Sail On! Sail On!

"Sail On! Sail On!" is a alternate history short story from Philip José Farmer, originally published in 1952. In this alternative 1492, the Earth is flat, despite scepticism from scientists and philosophers over this geological provenance. Moreover, there are dissonances from our world's physics, and an "Angelo Angelli" is mentioned as proving Aristotle's axiom that objects of different weights drop with different velocities, which Galileo Galilei disproved in our world.

Radio technology exists in 1492, and the shipboard operator of one such telegraph is a "Friar Sparks", although its principles are described in religious terms involving angel winglength as a substitute for radio waves and the involvement of cherubim hurling themselves across the ether to send the signal (giving rise to kilo-cherubs as a measurement of frequency, denoted as k c and continuous wingheight, denoted as c w, both real radio terms in the real world).

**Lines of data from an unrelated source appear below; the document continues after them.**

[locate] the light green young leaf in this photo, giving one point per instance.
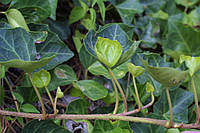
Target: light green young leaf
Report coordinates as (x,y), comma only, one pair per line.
(108,51)
(28,108)
(76,14)
(16,19)
(135,70)
(41,78)
(193,63)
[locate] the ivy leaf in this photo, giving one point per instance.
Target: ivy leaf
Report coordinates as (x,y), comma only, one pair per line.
(181,100)
(43,126)
(52,45)
(91,89)
(16,19)
(121,34)
(64,75)
(108,51)
(33,11)
(22,52)
(41,79)
(193,63)
(167,76)
(127,9)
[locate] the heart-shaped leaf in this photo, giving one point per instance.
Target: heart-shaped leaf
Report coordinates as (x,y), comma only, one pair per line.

Psychology also exists, which means that despite growing unease, Christopher Columbus and his vessels do not turn back despite ominous warning signs. However, in this world, the Americas do not exist, and so, like many other abortive transatlantic travellers here, Columbus and his colleagues sail over the edge of the world into Earth orbit, and never return from their mission.

Richard Garfinkle's alternate history novel Celestial Matters (1996) describes a more elaborated Aristotelian physics and geocentric cosmology.